Regardless, the legend of the West is hard to resist. Present-day whiskey bottles, modern reincarnations of Twain’s “Jug of Empire,” likewise pursue Leutze’s romantic theme, with images of buffalo and frontiersmen and fonts reminiscent of Hollywood wanted posters. Bulleit Bourbon bottles are even shaped like—take your pick—tombstones or apothecary bottles of the sort peddled by snake oil salesmen. The iconography raises some uncomfortable questions, for Leutze ascribed virtues like perseverance and guts to what might also be described as a booze-fueled land grab. Here’s how early Moravian missionary John Heckewelder described the frontier ethos: “When the object is to murder Indians, strong liquor is the main article required; for when you have them dead drunk, you may do to them as you please, without running the risk of losing your life.”

It is easy to glorify a free West detached from intrusive government meddling, but its “benefits” were largely a myth. It also begs the question: What did free-flowing whiskey from the Old West really taste like? Popular nicknames offer a hint: mountain howitzer, coffin varnish, chain lightning, strychnine and tangleleg. Absent regulations, trademark protections and the bureaucracy that enforces them, frontier whiskey lived up to its colorful monikers. Before the landmark consumer protection laws passed during President Theodore Roosevelt’s administration, nothing prevented people from labeling a product, say, Pure Kentucky Bourbon Whiskey, Aged 10 Years, even if no part of the label were accurate. What consumers often got instead were rough base spirits, dressed up with additives like burnt sugar to add color and mask flaws.

In the decades following the Civil War only a fraction of the product on the market consisted of the quality spirits a modern consumer might recognize as “straight” bourbon or rye whiskey—that made purely from specified grains, distilled at a proof lower than 160 and aged in a charred new oak barrel for at least two years. Much of what was sold originated with bulk operators who specialized in manufacturing tasteless, high-proof spirits marketed today as vodka (after the proof is lowered with water) or as fuel or for use in other industrial purposes. These pure ethanol products, almost indistinguishable from one distillery to the next, are commonly known as grain neutral spirits.

Some westbound whiskey might have started out as quality bourbon or rye, but en route to the saloons middleman “rectifiers” often mixed it with water or grain neutral spirits to inflate the supply and boost profits. Lack of oversight often tipped the scales in favor of corner cutters. Lax trademark enforcement allowed them to steal label designs such as Old Taylor Bourbon to move a product actually distilled from a low-grade variety of molasses called “blackstrap,” dressed up with adulterants like burnt sugar, glycerin, prune juice or various acids.

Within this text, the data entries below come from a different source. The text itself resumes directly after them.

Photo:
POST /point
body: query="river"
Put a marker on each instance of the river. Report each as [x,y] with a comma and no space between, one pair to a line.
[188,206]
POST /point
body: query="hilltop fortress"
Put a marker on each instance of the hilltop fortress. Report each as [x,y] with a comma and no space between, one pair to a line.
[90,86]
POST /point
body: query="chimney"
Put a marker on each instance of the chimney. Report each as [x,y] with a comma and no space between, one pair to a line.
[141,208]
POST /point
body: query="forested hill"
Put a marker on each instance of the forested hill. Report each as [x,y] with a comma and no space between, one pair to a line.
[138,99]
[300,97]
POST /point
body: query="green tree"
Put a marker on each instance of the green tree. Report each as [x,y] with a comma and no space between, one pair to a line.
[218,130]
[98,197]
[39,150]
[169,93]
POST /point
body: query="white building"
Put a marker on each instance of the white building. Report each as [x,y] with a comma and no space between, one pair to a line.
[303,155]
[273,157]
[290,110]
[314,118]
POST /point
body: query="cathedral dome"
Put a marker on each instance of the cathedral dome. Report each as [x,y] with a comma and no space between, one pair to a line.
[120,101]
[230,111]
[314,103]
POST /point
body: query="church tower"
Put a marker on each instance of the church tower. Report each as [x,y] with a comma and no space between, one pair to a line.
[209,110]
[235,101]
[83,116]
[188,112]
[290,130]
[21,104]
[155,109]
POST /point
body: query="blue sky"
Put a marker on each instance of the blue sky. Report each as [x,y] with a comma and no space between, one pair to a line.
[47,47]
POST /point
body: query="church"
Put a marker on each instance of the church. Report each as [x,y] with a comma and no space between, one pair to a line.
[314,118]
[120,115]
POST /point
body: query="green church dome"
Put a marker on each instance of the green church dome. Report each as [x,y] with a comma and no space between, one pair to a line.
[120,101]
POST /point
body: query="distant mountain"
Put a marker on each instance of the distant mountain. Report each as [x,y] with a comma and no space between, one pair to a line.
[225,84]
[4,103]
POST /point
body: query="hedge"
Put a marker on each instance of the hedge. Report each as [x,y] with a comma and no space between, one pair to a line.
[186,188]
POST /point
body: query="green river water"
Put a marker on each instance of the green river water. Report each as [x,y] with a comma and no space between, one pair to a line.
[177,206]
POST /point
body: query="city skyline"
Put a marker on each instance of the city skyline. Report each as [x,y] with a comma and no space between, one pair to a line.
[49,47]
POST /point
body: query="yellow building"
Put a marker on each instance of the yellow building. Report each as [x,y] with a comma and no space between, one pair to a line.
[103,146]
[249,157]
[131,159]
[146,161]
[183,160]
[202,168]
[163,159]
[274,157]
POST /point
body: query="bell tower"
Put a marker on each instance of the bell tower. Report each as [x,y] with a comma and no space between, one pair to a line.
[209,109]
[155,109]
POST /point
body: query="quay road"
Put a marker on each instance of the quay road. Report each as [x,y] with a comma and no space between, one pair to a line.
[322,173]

An 1880s ad (see above) for rectified whiskies produced by Chicago’s A. Bauer & Co. offers a less savory alternative to the romantic West depicted in Leutze’s painting. It features a cowboy, a Chinese man and an American Indian playing poker atop a blanket. The Chinese man has just claimed the pot with three aces, but the cowboy moves to take the loot at gunpoint, while the Indian makes a grab for the distracted cowboy’s whiskey. In the background is Sam Toughnut’s saloon, which hangs out shingles for several of Bauer’s whiskies.

In 1897 whiskey businessmen such as Edmund Haynes Taylor Jr. and George Garvin Brown urged Congress to pass the Bottled-in-Bond Act, making the federal government the guarantor of a whiskey’s quality. Affixed to the product, the Bottled in Bond stamp assured consumers the spirit originated with the maker on the label, was made all at one distillery and was aged four years or longer in a warehouse supervised by federal officials. In 1906 Roosevelt signed the Pure Food and Drug Act, which further enforced proper labeling, and in 1909 President William Howard Taft clarified the rules regarding whiskey, putting in place many of the standards that remain today. In the end it took an unlikely coalition of scientists in white lab coats, litigious capitalists and, yes, reform-minded bureaucrats to transform American whiskey into a world-class sip.